E é legal ver as professoras levando a patota para aprender no museu, é um troço muito lindo. E ela provocando a trupe.

– O que mais vocês percebem?

E aí, claro, sempre aparece um Joãozinho.

– Uma tatuagem. Ele tinha uma tatuagem.

– Tatuagem, Fulano? Onde você está vendo tatuagem? -, e a molecada toda chega mais perto, me atropelando. E eu espremendo o zoinho. Tatuagem? Como que eu nunca percebi antes?

– A tatuagem que um amigo índio dele, tapirapé, fez. Está no braço dele.

– Mas onde…

– No braço que não está aí, porque foi roubado por um cachorro na hora que caiu no chão depois da machadada do executor e ninguém quis correr atrás pra pegar.

– Fulano!…, ralhou a tia. Nós estamos falando de coisa séria aqui!

E a meninada caiu na gargalhada.
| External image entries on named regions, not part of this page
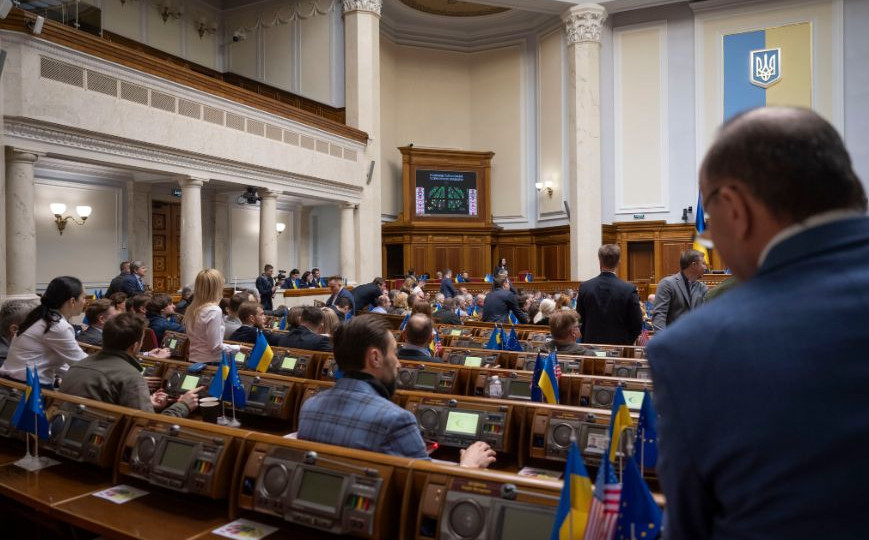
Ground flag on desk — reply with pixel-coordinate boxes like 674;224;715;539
504;328;523;352
549;441;592;540
538;352;558;405
583;452;622;540
634;390;658;468
247;330;275;373
12;366;48;439
610;386;631;462
616;457;661;540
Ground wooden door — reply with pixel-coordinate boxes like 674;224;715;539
151;202;181;293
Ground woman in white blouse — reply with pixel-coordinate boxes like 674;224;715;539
0;276;87;388
184;268;239;362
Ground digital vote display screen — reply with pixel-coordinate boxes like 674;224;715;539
181;375;199;392
499;506;555;540
444;411;480;436
281;356;299;370
296;469;344;513
160;439;193;473
66;416;91;445
414;169;478;216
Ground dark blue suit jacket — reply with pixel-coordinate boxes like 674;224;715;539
441;278;459;298
647;217;869;540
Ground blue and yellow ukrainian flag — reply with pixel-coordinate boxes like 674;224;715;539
247;331;275;373
724;22;812;120
610;386;631;462
549;441;592;540
539;352;560;405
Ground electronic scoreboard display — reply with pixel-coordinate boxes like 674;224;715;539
414;169;479;217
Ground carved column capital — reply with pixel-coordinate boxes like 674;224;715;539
343;0;383;16
561;4;606;46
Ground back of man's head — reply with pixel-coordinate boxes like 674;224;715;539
549;310;579;341
597;244;622;270
405;313;432;347
332;316;390;371
103;313;145;351
700;107;866;224
299;306;323;332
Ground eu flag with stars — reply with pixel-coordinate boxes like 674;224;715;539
616;457;661;540
634;390;658;469
12;366;48;439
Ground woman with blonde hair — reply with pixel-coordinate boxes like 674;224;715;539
184;268;239;362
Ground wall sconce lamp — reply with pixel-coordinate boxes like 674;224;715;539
49;203;92;236
157;2;184;24
534;180;552;199
194;17;217;39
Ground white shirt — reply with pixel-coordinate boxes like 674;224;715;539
0;313;87;389
187;305;239;362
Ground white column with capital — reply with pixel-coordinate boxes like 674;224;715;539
562;4;606;280
178;177;208;286
341;203;354;281
4;146;40;298
258;189;279;275
341;0;383;281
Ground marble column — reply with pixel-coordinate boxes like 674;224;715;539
293;206;311;272
341;203;354;281
259;189;279;275
5;150;39;298
178;177;208;286
562;4;606;280
341;0;383;281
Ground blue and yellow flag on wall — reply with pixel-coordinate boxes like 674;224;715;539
724;22;812;120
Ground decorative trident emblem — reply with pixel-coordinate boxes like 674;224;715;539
749;49;781;88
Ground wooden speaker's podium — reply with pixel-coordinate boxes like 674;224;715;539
382;146;500;277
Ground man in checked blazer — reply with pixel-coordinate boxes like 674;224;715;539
652;249;709;332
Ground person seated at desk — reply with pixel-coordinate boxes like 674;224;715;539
60;313;205;417
278;306;332;351
546;311;598;354
75;298;117;347
228;302;280;346
0;276;87;388
298;317;495;468
398;313;441;362
144;293;184;343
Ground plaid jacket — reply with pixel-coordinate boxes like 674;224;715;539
298;377;428;459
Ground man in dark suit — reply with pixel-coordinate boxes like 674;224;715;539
353;277;386;310
652;249;709;331
256;264;278;311
483;276;528;324
119;261;148;298
441;268;458;298
576;244;643;345
647;107;869;540
397;313;441;362
278;306;332;351
227;302;280;345
326;276;356;320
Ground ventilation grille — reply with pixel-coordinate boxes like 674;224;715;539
39;56;84;88
40;56;357;161
88;70;118;97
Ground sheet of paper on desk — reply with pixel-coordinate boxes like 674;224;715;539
93;484;148;504
211;519;278;540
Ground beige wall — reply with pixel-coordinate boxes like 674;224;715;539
380;39;524;221
34;178;123;288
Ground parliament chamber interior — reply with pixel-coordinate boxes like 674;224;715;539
0;0;869;540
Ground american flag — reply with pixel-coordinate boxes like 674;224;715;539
583;456;622;540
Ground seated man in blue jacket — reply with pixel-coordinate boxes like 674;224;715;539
298;317;495;468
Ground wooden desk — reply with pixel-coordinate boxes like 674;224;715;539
54;479;232;540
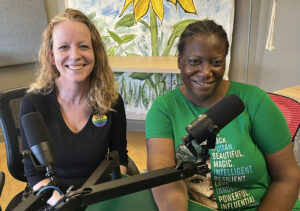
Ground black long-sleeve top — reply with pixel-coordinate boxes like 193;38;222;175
20;90;128;188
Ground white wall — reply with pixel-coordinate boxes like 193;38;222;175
230;0;300;91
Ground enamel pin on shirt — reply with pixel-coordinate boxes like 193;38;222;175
92;114;107;127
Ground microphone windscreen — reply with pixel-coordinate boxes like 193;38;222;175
205;95;245;129
21;112;50;148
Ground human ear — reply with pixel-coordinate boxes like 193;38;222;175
50;51;55;64
177;56;182;70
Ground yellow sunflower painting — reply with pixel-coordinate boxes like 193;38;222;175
65;0;234;120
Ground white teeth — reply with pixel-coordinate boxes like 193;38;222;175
69;65;83;70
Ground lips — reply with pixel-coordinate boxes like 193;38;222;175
65;64;85;70
191;80;214;87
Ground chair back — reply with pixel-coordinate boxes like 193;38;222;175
268;93;300;141
0;87;28;182
0;171;5;211
0;171;5;196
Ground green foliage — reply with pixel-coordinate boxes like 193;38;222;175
106;46;117;56
87;11;96;20
121;34;136;43
108;30;122;45
129;73;153;81
163;19;197;56
115;13;135;29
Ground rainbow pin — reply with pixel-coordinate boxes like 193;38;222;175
92;114;107;127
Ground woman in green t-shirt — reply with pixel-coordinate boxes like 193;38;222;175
146;20;300;211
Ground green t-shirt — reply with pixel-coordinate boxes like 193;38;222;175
146;81;298;210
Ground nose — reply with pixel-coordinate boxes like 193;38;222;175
69;46;80;60
199;61;212;75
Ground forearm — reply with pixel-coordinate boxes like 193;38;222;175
33;178;63;206
120;165;127;174
258;181;299;211
152;181;188;211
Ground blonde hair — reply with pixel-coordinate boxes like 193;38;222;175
28;9;118;114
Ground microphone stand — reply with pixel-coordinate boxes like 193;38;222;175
15;127;219;211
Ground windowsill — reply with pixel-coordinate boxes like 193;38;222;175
108;56;180;73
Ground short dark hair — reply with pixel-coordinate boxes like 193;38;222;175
178;19;229;55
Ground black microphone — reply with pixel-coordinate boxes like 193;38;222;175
22;112;55;182
182;95;245;153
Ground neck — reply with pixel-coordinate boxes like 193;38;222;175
55;80;89;105
180;80;230;107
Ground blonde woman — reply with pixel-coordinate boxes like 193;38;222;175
21;9;128;209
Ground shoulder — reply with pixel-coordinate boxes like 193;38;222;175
229;81;269;103
152;88;182;109
21;92;53;113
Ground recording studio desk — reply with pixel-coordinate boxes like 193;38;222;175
86;184;212;211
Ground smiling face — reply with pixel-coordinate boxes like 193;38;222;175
51;20;95;83
178;34;226;105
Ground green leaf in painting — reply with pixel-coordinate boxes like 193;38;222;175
162;19;197;56
114;72;124;76
108;30;122;45
115;13;134;29
121;34;136;43
106;46;117;56
87;11;96;20
129;73;153;81
125;52;140;56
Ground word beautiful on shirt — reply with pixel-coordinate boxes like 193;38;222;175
211;137;258;210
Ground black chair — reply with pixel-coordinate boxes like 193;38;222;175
0;171;5;211
0;87;139;208
0;87;28;211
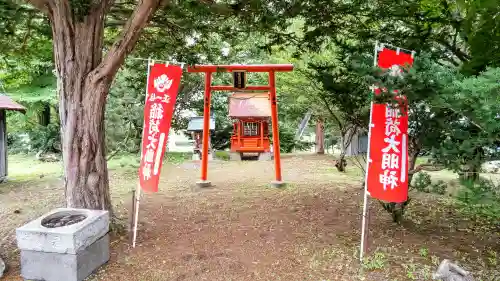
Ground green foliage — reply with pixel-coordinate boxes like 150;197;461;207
271;123;311;153
457;178;500;221
28;124;61;152
430;180;448;195
69;0;92;22
432;68;500;175
412;172;432;192
363;251;387;270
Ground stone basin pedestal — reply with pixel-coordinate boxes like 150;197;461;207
16;208;109;281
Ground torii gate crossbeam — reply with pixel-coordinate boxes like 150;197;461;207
188;64;293;187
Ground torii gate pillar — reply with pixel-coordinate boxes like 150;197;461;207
188;64;293;187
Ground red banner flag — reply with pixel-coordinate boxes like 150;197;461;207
366;48;413;203
139;64;182;192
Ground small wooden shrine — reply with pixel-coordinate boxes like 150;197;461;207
0;94;26;182
229;92;271;160
186;116;215;160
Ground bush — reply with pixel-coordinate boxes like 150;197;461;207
413;172;432;193
215;151;229;161
430;180;447;195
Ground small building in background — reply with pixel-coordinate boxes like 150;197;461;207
0;95;26;182
228;93;271;160
186;115;215;160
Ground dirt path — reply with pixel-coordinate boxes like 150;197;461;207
0;156;500;281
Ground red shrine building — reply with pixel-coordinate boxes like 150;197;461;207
228;92;271;160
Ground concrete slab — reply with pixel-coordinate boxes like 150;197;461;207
16;208;109;254
196;180;212;188
21;234;109;281
271;181;286;188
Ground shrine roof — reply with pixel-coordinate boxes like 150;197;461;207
228;93;271;118
0;94;26;113
187;116;215;132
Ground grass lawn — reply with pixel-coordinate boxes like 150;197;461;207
0;154;500;281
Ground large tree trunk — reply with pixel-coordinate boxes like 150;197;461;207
38;102;50;127
49;1;113;210
316;118;325;154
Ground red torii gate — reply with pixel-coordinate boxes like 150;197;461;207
188;64;293;187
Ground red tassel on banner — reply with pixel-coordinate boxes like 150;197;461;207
139;64;182;192
366;48;413;203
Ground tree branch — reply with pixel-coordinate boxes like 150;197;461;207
319;94;344;131
26;0;51;14
96;0;162;78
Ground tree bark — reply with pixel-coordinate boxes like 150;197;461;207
316;118;325;154
39;0;160;211
49;1;113;210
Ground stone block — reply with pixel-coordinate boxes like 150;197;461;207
432;259;475;281
16;208;109;254
21;234;109;281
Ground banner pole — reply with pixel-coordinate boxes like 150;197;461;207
132;59;154;248
359;41;378;262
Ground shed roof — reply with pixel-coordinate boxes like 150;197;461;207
229;93;271;118
0;94;26;113
187;116;215;131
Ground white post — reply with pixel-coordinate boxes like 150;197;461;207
359;42;378;262
132;58;154;248
132;184;141;248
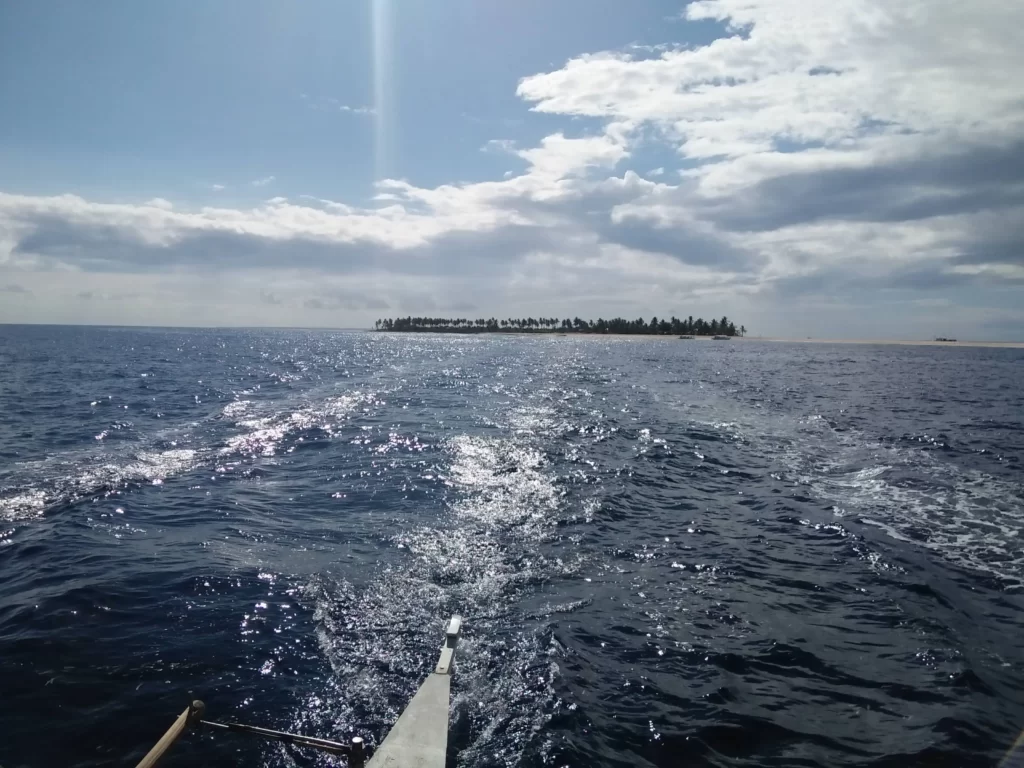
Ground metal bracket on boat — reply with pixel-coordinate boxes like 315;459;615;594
434;615;462;675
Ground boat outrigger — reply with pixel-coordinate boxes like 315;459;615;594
137;615;462;768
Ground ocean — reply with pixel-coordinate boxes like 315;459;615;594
0;326;1024;768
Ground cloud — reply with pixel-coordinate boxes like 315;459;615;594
0;0;1024;335
338;104;377;117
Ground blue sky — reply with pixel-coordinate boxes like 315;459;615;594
0;0;1024;339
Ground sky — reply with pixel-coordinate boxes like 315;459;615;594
0;0;1024;340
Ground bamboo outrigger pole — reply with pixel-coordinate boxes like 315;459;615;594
136;615;462;768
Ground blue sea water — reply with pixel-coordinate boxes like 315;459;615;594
0;326;1024;768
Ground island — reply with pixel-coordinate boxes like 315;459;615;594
374;315;746;339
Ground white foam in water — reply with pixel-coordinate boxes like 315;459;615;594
297;393;589;765
777;417;1024;589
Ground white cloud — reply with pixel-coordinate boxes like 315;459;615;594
0;0;1024;333
338;104;377;117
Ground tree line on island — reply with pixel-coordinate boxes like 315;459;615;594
374;315;746;336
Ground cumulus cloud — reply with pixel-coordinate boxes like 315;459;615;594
0;0;1024;333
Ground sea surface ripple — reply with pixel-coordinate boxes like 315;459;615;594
0;326;1024;768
O Fulaninho acrescentou um molho à história do mártir da Independência que não sei se vai desgrudar da mente dos colegas.

E eu, com meus botões, saboreando uma faísca que iluminava uma esperança: a de que ainda haja espaço para a fantasia nessas cabecinhas educadas para a objetividade, “a coisa séria” e a competição.

– Agora vamos para a parte final, todos juntos, vamos – e seguiram a professora e seus aprendizes pelos corredores do Museu de Arte do Rio, o Fulaninho cheio de imaginação entre eles.

E eu sobrei, pensando no cachorro saindo batido pro mato com o braço tatuado do Tiradentes na boca.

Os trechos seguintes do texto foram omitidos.